This tutorial guides you through the first step of a long-read sequencing analysis workflow — basecalling — using Oxford Nanopore data on the OSPool high-throughput computing ecosystem. You will learn how to:
- Basecall raw Nanopore sequenced reads using the latest Dorado basecaller
- Use the OSPool's GPU capacity to accelerate basecalling with Dorado
- Break down massive bioinformatics workflows into many independent smaller tasks
- Submit hundreds to thousands of jobs with a few simple commands
- Use the Open Science Data Federation (OSDF) to manage file transfers during job submission
The steps of this tutorial run across hundreds (or thousands) of jobs using the HTCondor workload manager and Apptainer containers to execute your software reliably and reproducibly at scale.
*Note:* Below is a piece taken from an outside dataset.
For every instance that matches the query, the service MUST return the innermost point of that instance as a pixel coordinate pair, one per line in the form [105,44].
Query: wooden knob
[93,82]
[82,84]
The tutorial uses realistic genomics data and emphasizes performance, reproducibility, and portability. You will work with real data and see how high-throughput computing (HTC) can accelerate your workflows.
Note
If you are new to running jobs on the OSPool, complete the HTCondor "Hello World" tutorial and our "Submit Jobs to the OSPool" guide before starting this tutorial.
Let’s get started!
- tutorial-ONT-Basecalling
- Long-Read Genomics on the OSPool
This tutorial assumes that you:
- Have basic command-line experience (e.g., navigating directories, using bash, editing text files)
- Have a working OSPool account and can log into an Access Point (e.g., ap40.uw.osg-htc.org)
- Are familiar with HTCondor job submission, including writing simple
.subfiles and tracking job status withcondor_q - Understand the general workflow of long-read sequencing analysis
- Have sufficient disk quota and file permissions in your OSPool home and OSDF directories
Tip
You do not need to be a genomics expert to follow this tutorial. The commands and scripts are beginner-friendly and self-contained while reflecting real-world research workflows.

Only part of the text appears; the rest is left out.